Valnet’s contraindication in Aromathérapie is under “usage interne” – internal use – but he does not give a contraindication for “usage externe”. So, even according to Valnet, massage with any of these four oils would NOT be contraindicated in high blood pressure.
In spite of all of the above, Valnet’s advice has been (a) assumed to apply to all uses of these four oils, and (b) repeated in almost all aromatherapy texts since, at least the ones that give safety advice for hypertension. And other oils have been added to the list over time. However, if you look at the research the surprising conclusion is that there is no evidence that any of the contraindicated essential oils – whether listed by Valnet or anyone else – raises blood pressure. In fact most of them reduce it.

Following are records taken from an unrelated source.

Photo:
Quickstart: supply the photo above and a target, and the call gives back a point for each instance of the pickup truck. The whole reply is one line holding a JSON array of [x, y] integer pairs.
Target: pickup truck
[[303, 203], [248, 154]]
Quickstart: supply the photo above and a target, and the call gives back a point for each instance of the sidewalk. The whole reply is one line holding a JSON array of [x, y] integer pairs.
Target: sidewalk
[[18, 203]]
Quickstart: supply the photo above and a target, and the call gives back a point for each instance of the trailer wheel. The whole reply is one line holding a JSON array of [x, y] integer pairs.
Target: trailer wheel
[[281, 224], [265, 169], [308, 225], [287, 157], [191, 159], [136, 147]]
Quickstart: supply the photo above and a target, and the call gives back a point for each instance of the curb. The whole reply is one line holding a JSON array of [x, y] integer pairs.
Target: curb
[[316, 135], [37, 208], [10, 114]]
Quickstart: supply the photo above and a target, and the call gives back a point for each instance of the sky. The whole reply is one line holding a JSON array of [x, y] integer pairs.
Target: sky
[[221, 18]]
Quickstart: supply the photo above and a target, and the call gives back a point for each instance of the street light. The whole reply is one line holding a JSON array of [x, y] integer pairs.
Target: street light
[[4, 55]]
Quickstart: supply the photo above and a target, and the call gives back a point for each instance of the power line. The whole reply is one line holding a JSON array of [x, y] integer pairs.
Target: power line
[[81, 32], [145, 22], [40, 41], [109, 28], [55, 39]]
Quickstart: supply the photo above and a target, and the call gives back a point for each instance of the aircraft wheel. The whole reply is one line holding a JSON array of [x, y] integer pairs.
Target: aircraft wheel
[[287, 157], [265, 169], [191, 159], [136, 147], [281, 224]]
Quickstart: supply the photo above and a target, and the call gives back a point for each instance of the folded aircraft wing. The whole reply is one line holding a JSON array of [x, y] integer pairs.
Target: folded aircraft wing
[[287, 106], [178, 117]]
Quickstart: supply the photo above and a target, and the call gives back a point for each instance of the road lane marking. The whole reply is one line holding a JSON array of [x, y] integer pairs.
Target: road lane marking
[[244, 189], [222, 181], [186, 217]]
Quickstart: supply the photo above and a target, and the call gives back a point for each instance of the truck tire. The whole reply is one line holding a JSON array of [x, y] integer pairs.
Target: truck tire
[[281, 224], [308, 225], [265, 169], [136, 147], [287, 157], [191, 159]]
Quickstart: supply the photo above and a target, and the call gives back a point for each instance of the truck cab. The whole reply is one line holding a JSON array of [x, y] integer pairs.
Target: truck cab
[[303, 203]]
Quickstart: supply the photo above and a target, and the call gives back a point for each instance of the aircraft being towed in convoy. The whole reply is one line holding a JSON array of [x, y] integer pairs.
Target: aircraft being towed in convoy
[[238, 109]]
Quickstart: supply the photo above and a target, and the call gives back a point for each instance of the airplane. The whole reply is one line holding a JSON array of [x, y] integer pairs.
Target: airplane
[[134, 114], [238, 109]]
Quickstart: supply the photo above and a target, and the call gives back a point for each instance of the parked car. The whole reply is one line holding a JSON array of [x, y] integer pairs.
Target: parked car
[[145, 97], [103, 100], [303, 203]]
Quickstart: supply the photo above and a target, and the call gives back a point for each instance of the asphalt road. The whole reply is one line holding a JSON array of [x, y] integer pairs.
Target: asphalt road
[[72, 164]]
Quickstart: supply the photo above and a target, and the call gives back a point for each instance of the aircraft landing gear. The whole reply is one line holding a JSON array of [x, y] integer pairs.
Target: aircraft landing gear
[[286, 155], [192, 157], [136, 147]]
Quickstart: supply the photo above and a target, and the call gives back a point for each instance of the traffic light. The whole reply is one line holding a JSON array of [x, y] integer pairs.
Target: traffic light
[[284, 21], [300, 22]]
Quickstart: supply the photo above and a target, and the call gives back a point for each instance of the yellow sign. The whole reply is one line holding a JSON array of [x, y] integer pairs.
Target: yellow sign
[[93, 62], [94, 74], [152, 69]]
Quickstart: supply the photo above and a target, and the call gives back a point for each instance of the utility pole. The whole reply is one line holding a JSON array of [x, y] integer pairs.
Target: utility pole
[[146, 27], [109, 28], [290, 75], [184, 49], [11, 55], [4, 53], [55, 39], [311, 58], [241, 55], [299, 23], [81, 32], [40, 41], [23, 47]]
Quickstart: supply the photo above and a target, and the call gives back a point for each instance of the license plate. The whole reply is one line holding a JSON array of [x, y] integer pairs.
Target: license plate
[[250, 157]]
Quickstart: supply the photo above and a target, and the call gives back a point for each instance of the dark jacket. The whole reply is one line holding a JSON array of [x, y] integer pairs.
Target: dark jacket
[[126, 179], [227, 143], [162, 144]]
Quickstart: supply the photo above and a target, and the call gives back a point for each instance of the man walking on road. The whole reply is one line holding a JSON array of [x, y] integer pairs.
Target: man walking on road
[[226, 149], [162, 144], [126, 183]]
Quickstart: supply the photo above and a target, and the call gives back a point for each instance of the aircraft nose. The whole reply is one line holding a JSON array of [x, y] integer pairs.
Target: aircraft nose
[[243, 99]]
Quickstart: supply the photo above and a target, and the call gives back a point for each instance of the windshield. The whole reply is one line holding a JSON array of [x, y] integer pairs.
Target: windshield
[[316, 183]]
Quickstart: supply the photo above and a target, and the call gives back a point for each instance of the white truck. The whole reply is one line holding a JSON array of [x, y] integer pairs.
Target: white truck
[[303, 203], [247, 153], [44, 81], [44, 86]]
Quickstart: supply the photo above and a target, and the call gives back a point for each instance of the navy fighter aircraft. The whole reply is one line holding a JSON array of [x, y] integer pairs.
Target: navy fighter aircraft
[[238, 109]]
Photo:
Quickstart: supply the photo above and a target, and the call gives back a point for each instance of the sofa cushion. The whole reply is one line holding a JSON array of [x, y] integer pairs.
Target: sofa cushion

In: Essential Oils and Hypertension – is There a Problem? I explain why I believe that there is no case for contraindicating any essential oil in someone with high blood pressure. As well as closely examining the evidence above, I also refer to more recent research, which confirms that the four “Valnet oils” present no risk. The lack of compelling evidence is reason enough to let go of this chimera. There’s also the fact that aromatherapists have plenty of legal challenges to deal with already, and it makes no sense to add to this burden by coming up with restrictions that are scientifically unsound, and that are based on a mistake made in a book in 1964.